WHY PROBABILISTIC LIFE ASSESSMENT
Existing remaining life evaluation techniques and defect assessment procedures are deterministic in that they require specific data input. In most practical situations, the key inputs to a deterministic life assessment are not single valued but distributed:
- Through spatial changes (e.g. thickness, temperature, stress, etc.) or temporal variability (e.g. operating conditions, ageing, etc.)
- Through the imprecision of measurements and scatter in the data (e.g. inspection, on-line monitoring data, materials data, etc.)
To take into account these uncertainties/variations, quite often the assessment is based on the “worst case scenario” and conservative values/bounds for the inputs are used in the analysis. However, this generally provides an overly conservative and unrealistic result.
One way to provide a more realistic estimate of the component remaining life is to use a Probabilistic Approach that enables statistical quantification of the variation in the key inputs in terms of a nominal value and the scatter or drift around this value.
OUR APPROACH TO PROBABILISTIC ASSESSMENT
We offers a range of tools, skills and techniques for probabilistic assessment and analysis of component integrity and remaining life. Depending on the problem analyzed and the data available, AMCO provides one of following two routes for assessing the component future damage accumulation and/or failure.
HISTORICAL FAILURE DATA
Only applicable when significant historical data (inspection, operation, etc.) are available, preferably specific to the damage mechanism (s) investigated. This approach is simple to apply, but is hard to use in differentiating and evaluating the effects of each of the involved mechanisms on the predicted failure.
PREDICTIVE LIFE MODEL
Fully validated model for the relevant damaging mechanisms under consideration e.g. creep, fatigue, corrosion, etc. The advantages of this approach include sensitivity analysis and mechanism discrimination. It is generally limited to time dependent failure and hence does not cover random failures.
PROBABILISTIC ASSESSMENT TOOLS
AMCO has developed a range of effective and robust in-house tools that incorporate own practical field experience together with the widely accepted codes:
- Remaining life techniques (API530, API579, TRD508, EN12952, R5) for assessing defect free components. Applications include thin and thick wall pressure equipment operating under creep and/or fatigue conditions, which may experience corrosion/erosion degradation mechanisms such as boiler tubes, heater tubes, etc.
- Defect assessment procedures (BS7910, BS5500, R6, R5, RCCMR A16) for evaluating the crack stability and growth in cracked structures. Applications include high and low temperature equipment containing initial postulated/detected cracks including parts with cracked welds and/or repair welds.
These special purpose tools offer both deterministic and probabilistic life assessment. The key issue in a probabilistic analysis is the characterization of the statistical distribution of the inputs selected as random variables.
This is overcome within AMCO’s tools by offering the user flexible input data options, i.e. the user may provide:
- either the parameters characterizing the input statistical distribution, or,
- a set of data (inspection, on-line monitoring data, etc.) which are processed automatically by the software to identify the distribution that best fits these data and to determine its parameters.
AMCO probabilistic tools generate various statistical functions such as failure rate, mean time between failures, cumulative probability of failure, etc.
Our probabilistic tools aim at assisting the user to improve the overall management of the equipment under investigation.

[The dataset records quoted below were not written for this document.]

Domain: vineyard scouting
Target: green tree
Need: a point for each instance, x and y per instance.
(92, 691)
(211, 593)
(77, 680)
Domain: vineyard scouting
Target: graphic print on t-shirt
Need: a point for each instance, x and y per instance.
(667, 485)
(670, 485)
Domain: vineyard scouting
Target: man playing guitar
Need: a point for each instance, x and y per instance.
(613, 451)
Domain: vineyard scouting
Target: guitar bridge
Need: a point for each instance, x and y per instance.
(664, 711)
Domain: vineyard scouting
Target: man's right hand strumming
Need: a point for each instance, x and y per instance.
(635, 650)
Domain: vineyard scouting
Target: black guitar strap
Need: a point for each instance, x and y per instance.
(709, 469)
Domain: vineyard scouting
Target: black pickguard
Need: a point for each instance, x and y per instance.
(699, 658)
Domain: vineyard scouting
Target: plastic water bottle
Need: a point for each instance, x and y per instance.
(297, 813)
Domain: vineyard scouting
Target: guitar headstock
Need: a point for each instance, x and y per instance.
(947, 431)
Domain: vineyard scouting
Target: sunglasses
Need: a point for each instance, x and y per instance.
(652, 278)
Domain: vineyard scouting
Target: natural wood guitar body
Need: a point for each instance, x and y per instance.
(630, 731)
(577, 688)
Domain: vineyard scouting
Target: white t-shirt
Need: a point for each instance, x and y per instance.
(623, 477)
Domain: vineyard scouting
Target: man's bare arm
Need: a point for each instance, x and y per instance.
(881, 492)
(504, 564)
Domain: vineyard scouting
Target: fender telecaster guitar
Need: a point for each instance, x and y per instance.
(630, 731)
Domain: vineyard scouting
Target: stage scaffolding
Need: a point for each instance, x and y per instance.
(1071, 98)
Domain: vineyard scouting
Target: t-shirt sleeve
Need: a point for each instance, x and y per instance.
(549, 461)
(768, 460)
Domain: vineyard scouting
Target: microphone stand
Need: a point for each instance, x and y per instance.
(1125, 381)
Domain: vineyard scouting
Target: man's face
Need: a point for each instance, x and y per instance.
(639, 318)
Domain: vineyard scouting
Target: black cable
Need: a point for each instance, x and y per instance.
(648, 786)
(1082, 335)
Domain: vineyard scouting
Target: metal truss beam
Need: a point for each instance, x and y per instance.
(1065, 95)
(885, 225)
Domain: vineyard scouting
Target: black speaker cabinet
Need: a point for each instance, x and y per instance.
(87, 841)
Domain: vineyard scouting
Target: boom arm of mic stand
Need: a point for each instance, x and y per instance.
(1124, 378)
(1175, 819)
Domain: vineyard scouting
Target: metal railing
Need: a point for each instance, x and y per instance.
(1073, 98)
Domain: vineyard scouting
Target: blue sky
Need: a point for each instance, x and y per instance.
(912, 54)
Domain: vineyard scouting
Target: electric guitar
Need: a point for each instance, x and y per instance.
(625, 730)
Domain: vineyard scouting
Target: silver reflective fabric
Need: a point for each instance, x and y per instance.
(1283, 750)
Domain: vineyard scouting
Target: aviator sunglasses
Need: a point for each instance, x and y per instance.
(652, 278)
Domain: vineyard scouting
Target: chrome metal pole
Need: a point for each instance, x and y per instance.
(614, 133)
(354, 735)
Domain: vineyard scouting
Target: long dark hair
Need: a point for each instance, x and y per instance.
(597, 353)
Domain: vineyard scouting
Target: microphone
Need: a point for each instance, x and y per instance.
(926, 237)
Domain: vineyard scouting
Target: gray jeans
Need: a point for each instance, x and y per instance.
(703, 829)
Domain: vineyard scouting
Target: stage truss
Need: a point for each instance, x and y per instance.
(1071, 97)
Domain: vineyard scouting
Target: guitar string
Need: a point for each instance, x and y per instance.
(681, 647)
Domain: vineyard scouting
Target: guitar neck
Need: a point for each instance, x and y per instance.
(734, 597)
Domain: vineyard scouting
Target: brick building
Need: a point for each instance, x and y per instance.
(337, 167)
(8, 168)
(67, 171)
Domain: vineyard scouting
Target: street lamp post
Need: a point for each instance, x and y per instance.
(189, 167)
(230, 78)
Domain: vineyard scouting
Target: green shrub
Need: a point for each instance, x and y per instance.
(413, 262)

They offer a range of advantages including but not limited to:
1.The possibility of accommodating all uncertainty in material data, including material variability.
2.Option to account for variability in the operating conditions, allowing effects on reliability to be quantified.
3.A direct link of the probabilistic output with classical risk/reliability analysis including task prioritization and cost prediction.
4.The prediction of future degradation as well as end of life, thus allowing periodic refinement through direct on-line data monitoring, NDE and/or condition assessment.